The cryptic message left behind with Will lead to many things throughout the series, especially The Ruins of Gorlan. Not only did it make Will believe that he should have been a knight (after all, his father was a hero), but it also shrouded him in an air of mystery that was both a blessing and a curse. Discovering the true story behind his orphanhood and his heroic father, like all tales, was better than what the character imagined.
In The Kings of Clonmel, we discovered Halt’s history, and, throughout the Ranger’s Apprentice series, his current place in the world is incredibly clear. But, it’s always been a little difficult to understand how Halt went from fleeing his crown to befriending Crowley and saving Araluen. Luckily, Flanagan decided to write The Hibernian to explain this fateful moment in both characters’ lives.
On a theoretical level, the idea of removing all threats to Elena’s family and wolf pack makes complete sense. However, how this actually occurs and the impact that it has upon Elena’s psyche are completely at odds with the rationale which the Pack makes to justify these actions. In Savage, Jeremy is forced to cross this line, and now it is Elena’s turn and the consequences for this had a ginormous snowball effect.

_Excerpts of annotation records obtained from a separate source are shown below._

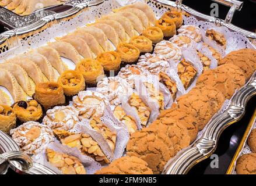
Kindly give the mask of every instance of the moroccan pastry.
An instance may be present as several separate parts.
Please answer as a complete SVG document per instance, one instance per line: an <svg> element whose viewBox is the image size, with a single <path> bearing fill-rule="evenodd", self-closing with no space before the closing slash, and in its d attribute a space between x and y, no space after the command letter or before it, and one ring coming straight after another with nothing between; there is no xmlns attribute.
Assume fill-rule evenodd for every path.
<svg viewBox="0 0 256 186"><path fill-rule="evenodd" d="M189 63L183 59L177 66L178 75L181 80L183 85L187 90L193 82L197 74L197 70Z"/></svg>
<svg viewBox="0 0 256 186"><path fill-rule="evenodd" d="M82 153L97 162L110 163L98 143L89 134L75 134L57 130L54 130L54 133L63 145L71 148L76 147Z"/></svg>
<svg viewBox="0 0 256 186"><path fill-rule="evenodd" d="M138 130L137 125L134 119L127 115L120 106L117 106L115 108L113 111L113 115L116 119L126 125L130 134Z"/></svg>
<svg viewBox="0 0 256 186"><path fill-rule="evenodd" d="M107 71L117 71L120 68L122 61L120 55L115 51L110 51L101 53L98 55L96 59Z"/></svg>
<svg viewBox="0 0 256 186"><path fill-rule="evenodd" d="M153 174L148 163L135 156L117 159L107 167L97 171L95 174Z"/></svg>
<svg viewBox="0 0 256 186"><path fill-rule="evenodd" d="M22 122L38 121L43 116L42 108L36 100L20 101L14 104L13 109Z"/></svg>
<svg viewBox="0 0 256 186"><path fill-rule="evenodd" d="M170 10L164 13L162 17L169 21L174 22L176 28L180 28L183 23L183 19L182 17L182 12L175 10Z"/></svg>
<svg viewBox="0 0 256 186"><path fill-rule="evenodd" d="M0 130L9 133L16 124L16 115L12 108L0 105Z"/></svg>
<svg viewBox="0 0 256 186"><path fill-rule="evenodd" d="M80 160L73 156L46 149L48 161L59 169L64 174L86 174L86 170Z"/></svg>
<svg viewBox="0 0 256 186"><path fill-rule="evenodd" d="M78 113L73 106L55 106L46 112L43 123L52 130L71 130L79 121Z"/></svg>
<svg viewBox="0 0 256 186"><path fill-rule="evenodd" d="M72 96L85 89L83 74L77 70L68 70L62 73L58 79L63 88L64 94Z"/></svg>
<svg viewBox="0 0 256 186"><path fill-rule="evenodd" d="M10 134L22 151L30 155L40 153L54 140L52 131L49 127L35 121L23 123L11 130Z"/></svg>
<svg viewBox="0 0 256 186"><path fill-rule="evenodd" d="M60 84L55 82L37 84L36 85L36 91L33 96L45 110L65 103L63 88Z"/></svg>
<svg viewBox="0 0 256 186"><path fill-rule="evenodd" d="M224 35L213 29L208 29L205 33L205 35L207 36L211 40L215 41L218 45L226 48L226 40Z"/></svg>
<svg viewBox="0 0 256 186"><path fill-rule="evenodd" d="M156 26L161 28L164 37L171 37L176 34L175 23L167 19L161 18L156 21Z"/></svg>
<svg viewBox="0 0 256 186"><path fill-rule="evenodd" d="M83 59L76 65L75 70L80 72L85 83L91 85L104 76L103 67L97 60Z"/></svg>
<svg viewBox="0 0 256 186"><path fill-rule="evenodd" d="M108 103L101 94L91 91L82 91L73 97L73 105L79 111L80 119L103 116L106 105Z"/></svg>
<svg viewBox="0 0 256 186"><path fill-rule="evenodd" d="M169 41L164 40L157 43L155 47L154 52L165 58L170 65L179 62L181 59L180 48Z"/></svg>
<svg viewBox="0 0 256 186"><path fill-rule="evenodd" d="M132 92L132 88L125 80L117 76L102 79L97 84L96 91L104 95L110 104L118 105L122 97Z"/></svg>
<svg viewBox="0 0 256 186"><path fill-rule="evenodd" d="M141 120L142 126L145 127L150 115L151 109L142 102L139 95L135 93L132 94L128 103L135 109Z"/></svg>
<svg viewBox="0 0 256 186"><path fill-rule="evenodd" d="M142 35L147 37L155 44L160 42L163 39L163 33L159 27L150 27L142 31Z"/></svg>
<svg viewBox="0 0 256 186"><path fill-rule="evenodd" d="M123 62L133 63L139 57L140 51L133 45L121 42L117 47L117 52L119 53Z"/></svg>
<svg viewBox="0 0 256 186"><path fill-rule="evenodd" d="M151 52L152 42L143 35L136 35L131 38L130 43L136 47L141 52Z"/></svg>

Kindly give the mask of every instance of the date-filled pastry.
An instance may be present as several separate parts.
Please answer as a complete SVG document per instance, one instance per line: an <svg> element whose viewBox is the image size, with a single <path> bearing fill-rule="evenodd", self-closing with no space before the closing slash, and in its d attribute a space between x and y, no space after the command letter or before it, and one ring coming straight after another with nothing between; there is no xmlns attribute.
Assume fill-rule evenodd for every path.
<svg viewBox="0 0 256 186"><path fill-rule="evenodd" d="M164 37L171 37L176 34L175 23L168 19L161 18L156 21L156 26L161 28Z"/></svg>
<svg viewBox="0 0 256 186"><path fill-rule="evenodd" d="M138 48L133 45L121 42L117 47L117 52L119 53L122 61L125 63L133 63L139 57L140 51Z"/></svg>
<svg viewBox="0 0 256 186"><path fill-rule="evenodd" d="M77 70L65 71L59 76L58 83L62 87L64 94L67 96L76 95L85 89L83 74Z"/></svg>
<svg viewBox="0 0 256 186"><path fill-rule="evenodd" d="M83 74L85 83L91 85L96 84L104 76L103 67L97 60L83 59L75 69Z"/></svg>
<svg viewBox="0 0 256 186"><path fill-rule="evenodd" d="M63 174L86 174L86 170L78 158L49 148L46 149L45 153L48 161Z"/></svg>
<svg viewBox="0 0 256 186"><path fill-rule="evenodd" d="M136 35L131 38L130 43L136 47L141 52L151 52L152 42L143 35Z"/></svg>
<svg viewBox="0 0 256 186"><path fill-rule="evenodd" d="M51 128L39 123L28 121L11 130L10 134L20 149L27 154L36 154L54 140Z"/></svg>
<svg viewBox="0 0 256 186"><path fill-rule="evenodd" d="M150 40L153 44L160 42L163 39L163 31L159 27L150 27L145 29L142 31L142 35Z"/></svg>
<svg viewBox="0 0 256 186"><path fill-rule="evenodd" d="M0 105L0 130L8 133L16 124L16 117L12 108Z"/></svg>
<svg viewBox="0 0 256 186"><path fill-rule="evenodd" d="M37 84L36 85L34 98L45 110L55 105L64 104L66 101L62 87L55 82Z"/></svg>
<svg viewBox="0 0 256 186"><path fill-rule="evenodd" d="M52 130L69 130L79 121L78 111L73 106L55 106L46 112L43 123Z"/></svg>
<svg viewBox="0 0 256 186"><path fill-rule="evenodd" d="M42 108L36 100L20 101L14 104L13 109L22 122L38 121L43 116Z"/></svg>

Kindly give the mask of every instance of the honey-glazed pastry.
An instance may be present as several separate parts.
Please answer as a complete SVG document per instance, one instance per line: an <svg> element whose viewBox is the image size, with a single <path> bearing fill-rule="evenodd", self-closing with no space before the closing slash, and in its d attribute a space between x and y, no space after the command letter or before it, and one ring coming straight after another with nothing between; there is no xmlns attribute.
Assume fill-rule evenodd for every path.
<svg viewBox="0 0 256 186"><path fill-rule="evenodd" d="M194 25L183 25L177 31L178 34L188 37L196 42L202 41L202 35L198 27Z"/></svg>
<svg viewBox="0 0 256 186"><path fill-rule="evenodd" d="M86 174L86 170L78 158L49 148L46 149L45 154L48 161L63 174Z"/></svg>
<svg viewBox="0 0 256 186"><path fill-rule="evenodd" d="M11 130L10 134L24 152L34 155L40 153L54 140L51 128L35 121L28 121Z"/></svg>
<svg viewBox="0 0 256 186"><path fill-rule="evenodd" d="M84 59L76 65L75 70L80 71L85 83L91 85L95 85L104 76L103 67L97 60Z"/></svg>
<svg viewBox="0 0 256 186"><path fill-rule="evenodd" d="M98 143L89 134L75 134L65 130L54 131L62 144L71 148L76 147L83 154L97 162L110 163Z"/></svg>
<svg viewBox="0 0 256 186"><path fill-rule="evenodd" d="M177 66L178 75L181 80L183 85L187 90L193 82L197 74L197 70L189 63L183 59Z"/></svg>
<svg viewBox="0 0 256 186"><path fill-rule="evenodd" d="M171 37L176 34L176 26L171 20L161 18L156 21L155 25L161 28L164 37Z"/></svg>
<svg viewBox="0 0 256 186"><path fill-rule="evenodd" d="M91 91L82 91L73 97L73 105L79 112L80 119L103 116L108 102L101 94Z"/></svg>
<svg viewBox="0 0 256 186"><path fill-rule="evenodd" d="M20 101L14 104L13 109L22 122L38 121L43 116L42 108L36 100Z"/></svg>
<svg viewBox="0 0 256 186"><path fill-rule="evenodd" d="M117 47L117 52L120 55L122 61L125 63L133 63L139 57L140 51L133 45L121 42Z"/></svg>
<svg viewBox="0 0 256 186"><path fill-rule="evenodd" d="M52 130L71 130L79 121L78 113L71 106L55 106L46 112L43 123Z"/></svg>
<svg viewBox="0 0 256 186"><path fill-rule="evenodd" d="M16 124L16 117L11 107L0 105L0 130L9 133Z"/></svg>
<svg viewBox="0 0 256 186"><path fill-rule="evenodd" d="M135 109L141 120L141 124L145 127L149 120L151 109L142 102L139 95L135 93L132 94L128 103Z"/></svg>
<svg viewBox="0 0 256 186"><path fill-rule="evenodd" d="M113 105L121 103L122 98L132 92L132 85L125 80L117 76L106 77L97 84L97 92L104 95Z"/></svg>
<svg viewBox="0 0 256 186"><path fill-rule="evenodd" d="M211 40L215 41L218 45L226 48L226 40L224 35L213 29L207 29L205 35Z"/></svg>
<svg viewBox="0 0 256 186"><path fill-rule="evenodd" d="M55 82L45 82L36 84L33 97L45 110L66 102L62 87Z"/></svg>
<svg viewBox="0 0 256 186"><path fill-rule="evenodd" d="M154 52L165 58L170 63L179 62L181 59L181 50L176 45L169 41L162 41L157 43Z"/></svg>
<svg viewBox="0 0 256 186"><path fill-rule="evenodd" d="M120 55L115 51L109 51L101 53L96 59L107 71L117 71L120 68L122 61Z"/></svg>
<svg viewBox="0 0 256 186"><path fill-rule="evenodd" d="M126 125L130 134L138 130L137 125L134 119L127 115L120 106L117 106L113 110L113 115L116 119Z"/></svg>
<svg viewBox="0 0 256 186"><path fill-rule="evenodd" d="M147 37L155 44L160 42L163 39L163 33L159 27L150 27L142 31L142 35Z"/></svg>
<svg viewBox="0 0 256 186"><path fill-rule="evenodd" d="M72 96L85 89L83 74L77 70L68 70L63 72L58 79L63 88L64 94Z"/></svg>
<svg viewBox="0 0 256 186"><path fill-rule="evenodd" d="M143 35L132 37L130 43L137 48L141 52L151 52L153 50L152 41Z"/></svg>
<svg viewBox="0 0 256 186"><path fill-rule="evenodd" d="M97 171L95 174L153 174L148 163L135 156L117 159L107 167Z"/></svg>

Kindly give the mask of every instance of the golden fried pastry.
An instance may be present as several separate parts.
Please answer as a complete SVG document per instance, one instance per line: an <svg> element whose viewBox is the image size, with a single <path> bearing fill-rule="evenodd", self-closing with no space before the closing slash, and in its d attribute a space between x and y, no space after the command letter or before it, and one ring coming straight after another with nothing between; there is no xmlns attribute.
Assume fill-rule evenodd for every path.
<svg viewBox="0 0 256 186"><path fill-rule="evenodd" d="M122 61L125 63L133 63L139 57L140 51L133 45L121 42L117 47L117 52L120 55Z"/></svg>
<svg viewBox="0 0 256 186"><path fill-rule="evenodd" d="M155 44L160 42L163 39L163 33L159 27L150 27L142 31L142 35L147 37Z"/></svg>
<svg viewBox="0 0 256 186"><path fill-rule="evenodd" d="M152 41L143 35L132 37L130 43L136 47L141 52L151 52L153 50Z"/></svg>
<svg viewBox="0 0 256 186"><path fill-rule="evenodd" d="M28 121L11 130L10 134L24 152L34 155L42 152L54 140L51 128L38 122Z"/></svg>
<svg viewBox="0 0 256 186"><path fill-rule="evenodd" d="M109 51L101 53L96 59L107 71L117 71L120 68L122 61L120 55L115 51Z"/></svg>
<svg viewBox="0 0 256 186"><path fill-rule="evenodd" d="M76 65L75 70L80 71L85 83L90 85L94 85L104 76L103 67L97 60L83 59Z"/></svg>
<svg viewBox="0 0 256 186"><path fill-rule="evenodd" d="M62 87L59 84L55 82L45 82L36 84L34 98L45 110L66 102Z"/></svg>
<svg viewBox="0 0 256 186"><path fill-rule="evenodd" d="M0 130L9 133L15 126L16 120L16 115L11 107L0 105Z"/></svg>
<svg viewBox="0 0 256 186"><path fill-rule="evenodd" d="M156 26L161 28L164 37L171 37L176 34L175 23L168 19L161 18L156 21Z"/></svg>
<svg viewBox="0 0 256 186"><path fill-rule="evenodd" d="M49 148L46 149L46 156L48 161L64 174L86 174L86 170L81 161L75 156Z"/></svg>
<svg viewBox="0 0 256 186"><path fill-rule="evenodd" d="M68 70L63 72L58 83L62 87L64 94L72 96L85 89L83 74L77 70Z"/></svg>
<svg viewBox="0 0 256 186"><path fill-rule="evenodd" d="M42 108L36 100L20 101L14 104L13 109L22 122L38 121L43 116Z"/></svg>

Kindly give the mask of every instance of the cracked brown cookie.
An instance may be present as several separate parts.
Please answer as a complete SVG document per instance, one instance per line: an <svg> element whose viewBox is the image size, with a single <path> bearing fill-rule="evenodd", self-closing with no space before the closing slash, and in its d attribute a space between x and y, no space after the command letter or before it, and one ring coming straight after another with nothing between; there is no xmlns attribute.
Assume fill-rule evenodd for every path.
<svg viewBox="0 0 256 186"><path fill-rule="evenodd" d="M141 158L125 156L115 160L95 174L153 174L153 171Z"/></svg>
<svg viewBox="0 0 256 186"><path fill-rule="evenodd" d="M251 151L256 153L256 128L253 129L247 140L248 145Z"/></svg>
<svg viewBox="0 0 256 186"><path fill-rule="evenodd" d="M181 109L170 109L163 110L158 116L158 119L166 118L176 120L178 123L183 125L188 130L190 137L190 144L197 138L198 133L198 126L197 119L192 115Z"/></svg>
<svg viewBox="0 0 256 186"><path fill-rule="evenodd" d="M227 63L240 67L248 79L256 69L256 51L246 48L233 51L220 60L218 65Z"/></svg>
<svg viewBox="0 0 256 186"><path fill-rule="evenodd" d="M133 133L127 145L127 155L141 158L154 174L161 173L175 155L173 142L166 133L163 127L143 128Z"/></svg>
<svg viewBox="0 0 256 186"><path fill-rule="evenodd" d="M256 153L240 156L236 162L236 170L237 174L256 174Z"/></svg>

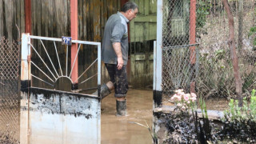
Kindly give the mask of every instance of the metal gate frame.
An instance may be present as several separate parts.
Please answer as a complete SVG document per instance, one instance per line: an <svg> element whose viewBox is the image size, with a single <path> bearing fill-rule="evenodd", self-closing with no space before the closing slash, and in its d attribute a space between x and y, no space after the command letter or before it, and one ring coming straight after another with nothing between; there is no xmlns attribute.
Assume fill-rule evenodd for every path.
<svg viewBox="0 0 256 144"><path fill-rule="evenodd" d="M82 142L85 140L90 139L88 143L100 143L101 142L101 101L99 94L98 97L93 96L90 94L75 94L70 92L64 92L58 90L46 90L42 88L31 87L31 78L33 74L31 74L31 40L30 39L38 39L38 40L48 40L54 42L62 42L62 38L46 38L46 37L38 37L30 35L29 34L22 34L22 62L21 62L21 129L20 129L20 142L21 144L27 144L27 143L40 143L44 142L37 142L36 138L33 135L33 134L36 133L37 130L46 128L51 129L51 127L46 126L46 120L56 121L56 118L61 119L59 122L55 122L56 125L62 126L68 126L66 123L63 124L62 121L69 122L70 123L74 123L72 126L65 127L66 130L63 133L67 133L66 131L73 131L73 132L86 132L90 135L90 138L86 138L85 135L88 135L86 134L80 134L82 135L79 138L79 141L74 141L74 139L78 139L76 136L70 136L69 134L62 134L64 135L62 140L58 140L58 134L55 133L59 132L62 129L59 129L58 131L55 130L54 128L48 130L50 134L46 134L49 136L54 136L56 134L56 139L52 138L52 142L62 142L62 143L68 143L73 140L73 142ZM72 40L72 43L78 43L78 44L85 44L85 45L94 45L98 46L98 90L100 91L101 86L101 43L100 42L86 42L86 41L78 41L78 40ZM56 48L56 47L55 47ZM34 47L33 47L34 49ZM78 56L77 54L77 56ZM48 56L49 57L49 56ZM50 58L50 57L49 57ZM67 59L67 58L66 58ZM75 60L74 60L75 61ZM72 67L73 69L73 67ZM71 72L72 72L71 69ZM70 72L70 74L71 74ZM67 74L67 73L66 73ZM66 75L61 75L58 78L66 77L69 78L72 83L73 82L70 78L70 76L68 77ZM44 95L46 94L46 96ZM99 94L99 93L98 93ZM51 105L54 105L57 106L56 114L50 114L48 112L43 112L42 110L41 105L38 98L42 98L47 102L52 102ZM56 102L55 99L59 99L58 102ZM78 99L79 98L79 101ZM67 102L68 101L68 102ZM72 101L72 102L71 102ZM89 102L88 102L89 101ZM69 102L73 103L74 106L70 106ZM77 106L78 105L78 106ZM88 107L84 106L86 105ZM59 106L59 107L58 107ZM41 108L40 108L41 106ZM82 107L82 110L78 110ZM89 109L89 110L88 110ZM36 118L41 117L41 120L34 120L33 118ZM42 120L42 118L45 118ZM37 122L38 121L38 122ZM33 123L33 122L37 122L36 125ZM80 122L80 125L85 126L78 126L75 124ZM82 123L81 123L82 122ZM87 122L87 123L86 123ZM60 124L59 124L60 123ZM95 126L94 126L94 124ZM53 125L54 126L54 125ZM39 128L38 128L39 126ZM41 127L40 127L41 126ZM45 126L45 127L43 127ZM74 128L74 126L75 128ZM94 127L94 133L91 131L92 130L85 130L86 128ZM54 131L55 130L55 131ZM78 130L78 131L75 131ZM53 132L52 132L53 131ZM51 133L52 132L52 133ZM91 135L94 134L95 135ZM66 136L66 137L65 137ZM40 139L39 138L38 139Z"/></svg>

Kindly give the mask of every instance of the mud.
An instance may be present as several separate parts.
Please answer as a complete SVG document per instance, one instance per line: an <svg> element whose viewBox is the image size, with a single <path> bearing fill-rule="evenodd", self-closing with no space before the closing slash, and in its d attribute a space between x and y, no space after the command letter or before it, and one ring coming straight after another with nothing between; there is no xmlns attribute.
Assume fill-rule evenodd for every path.
<svg viewBox="0 0 256 144"><path fill-rule="evenodd" d="M150 144L152 139L149 130L138 122L151 128L153 120L153 91L129 90L127 115L117 117L114 93L102 101L102 144Z"/></svg>

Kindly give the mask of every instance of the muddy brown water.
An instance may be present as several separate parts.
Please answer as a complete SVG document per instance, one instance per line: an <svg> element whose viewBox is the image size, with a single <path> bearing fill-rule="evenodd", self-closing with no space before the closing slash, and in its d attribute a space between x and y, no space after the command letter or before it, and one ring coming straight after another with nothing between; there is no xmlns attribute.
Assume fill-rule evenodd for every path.
<svg viewBox="0 0 256 144"><path fill-rule="evenodd" d="M224 110L228 108L226 98L206 99L208 110ZM163 105L174 105L166 101ZM102 101L102 144L149 144L152 143L150 132L145 127L130 123L139 122L150 127L153 121L152 90L129 90L127 94L127 116L115 116L114 94Z"/></svg>
<svg viewBox="0 0 256 144"><path fill-rule="evenodd" d="M152 139L149 130L134 122L152 126L153 91L129 90L127 116L115 116L114 94L102 101L102 144L149 144Z"/></svg>

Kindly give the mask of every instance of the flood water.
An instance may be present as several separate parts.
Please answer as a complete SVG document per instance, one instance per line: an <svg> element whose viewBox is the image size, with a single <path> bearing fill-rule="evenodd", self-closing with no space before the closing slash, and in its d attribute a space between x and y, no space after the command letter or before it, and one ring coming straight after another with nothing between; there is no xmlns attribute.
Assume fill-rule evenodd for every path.
<svg viewBox="0 0 256 144"><path fill-rule="evenodd" d="M124 117L115 116L116 102L113 93L102 101L102 144L152 143L150 134L146 128L130 122L146 125L146 121L151 129L152 90L130 89L126 96L127 116Z"/></svg>

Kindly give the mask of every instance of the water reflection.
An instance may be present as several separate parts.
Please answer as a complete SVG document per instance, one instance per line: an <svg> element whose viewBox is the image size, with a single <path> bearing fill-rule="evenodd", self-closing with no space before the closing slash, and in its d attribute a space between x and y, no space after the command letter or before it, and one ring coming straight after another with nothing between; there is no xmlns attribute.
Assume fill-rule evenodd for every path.
<svg viewBox="0 0 256 144"><path fill-rule="evenodd" d="M130 123L152 126L152 90L129 90L126 117L115 116L115 98L111 94L102 102L102 144L152 143L150 132L145 127Z"/></svg>

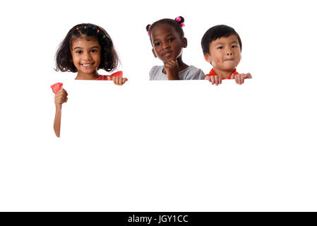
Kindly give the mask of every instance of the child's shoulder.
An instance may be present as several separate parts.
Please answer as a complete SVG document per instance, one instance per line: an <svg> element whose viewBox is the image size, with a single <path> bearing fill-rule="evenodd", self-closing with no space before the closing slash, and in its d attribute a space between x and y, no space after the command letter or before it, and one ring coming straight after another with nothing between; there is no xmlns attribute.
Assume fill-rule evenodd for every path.
<svg viewBox="0 0 317 226"><path fill-rule="evenodd" d="M203 71L191 65L186 69L179 71L179 77L183 78L184 80L201 80L205 78L205 73Z"/></svg>

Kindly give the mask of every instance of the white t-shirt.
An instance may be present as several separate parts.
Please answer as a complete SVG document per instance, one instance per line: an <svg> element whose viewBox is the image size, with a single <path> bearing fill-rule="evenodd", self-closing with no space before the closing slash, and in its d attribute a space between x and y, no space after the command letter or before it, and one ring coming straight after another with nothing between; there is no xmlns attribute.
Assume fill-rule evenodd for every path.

It is impossible to imagine Lucas Cortez going up against Eve Levine when it is first mentioned in Dime Store Magic. He is such a sweet, geeky boy with a sense of justice. Eve on the other hand is tough, independent and not scared to make some tough choices when it comes to her own protection. The fact that Savannah is now an aspect of her life… she is an incredibly terrifying adversary for an untried young sorcerer.
I loved this insight into Paige and Adam as teenagers. They are just as rebellious, individualistic and strong-willed as I expected. Adam’s slight crush on Paige also helps to answer a few questions that I had when meeting them both in Stolen – not an unrequited love, but a crush nevertheless. It is also a great reminder of the state which the supernatural council was in at the beginning of the Women of the Otherworld series.
I can understand why Armstrong didn’t want to turn the tales of Elena’s turning into a short story. Whilst I was always curious about those months, even year after she was bitten, reading the story would have been depressing in the extreme. However, displaying this story as a graphic novel not only helps to impart the violence, anguish and confusion of the time, it also allowed a window into the experiences of Elena and helped to explain some of her actions throughout Bitten.
Elena and Clay’s romance is definitely not what I would call a typical literary romance. Clayton has some of the hallmarks which we are all warned against in a budding relationship (possessiveness, jealousy, inability to accept your significant others’ friends…). Yet, maybe because Armstrong is able to show his genuine care for Elena, it doesn’t seem like an unhealthy relationship. Just a very, very odd one. But it still begs the question – how do two such people find each other, meet, and eventually, fall in love? Beginnings finally answers those questions. It also helps to explain Clay’s rash selfishness in turning Elena into a werewolf and all of the subsequent drama and pain which followed. For both of them.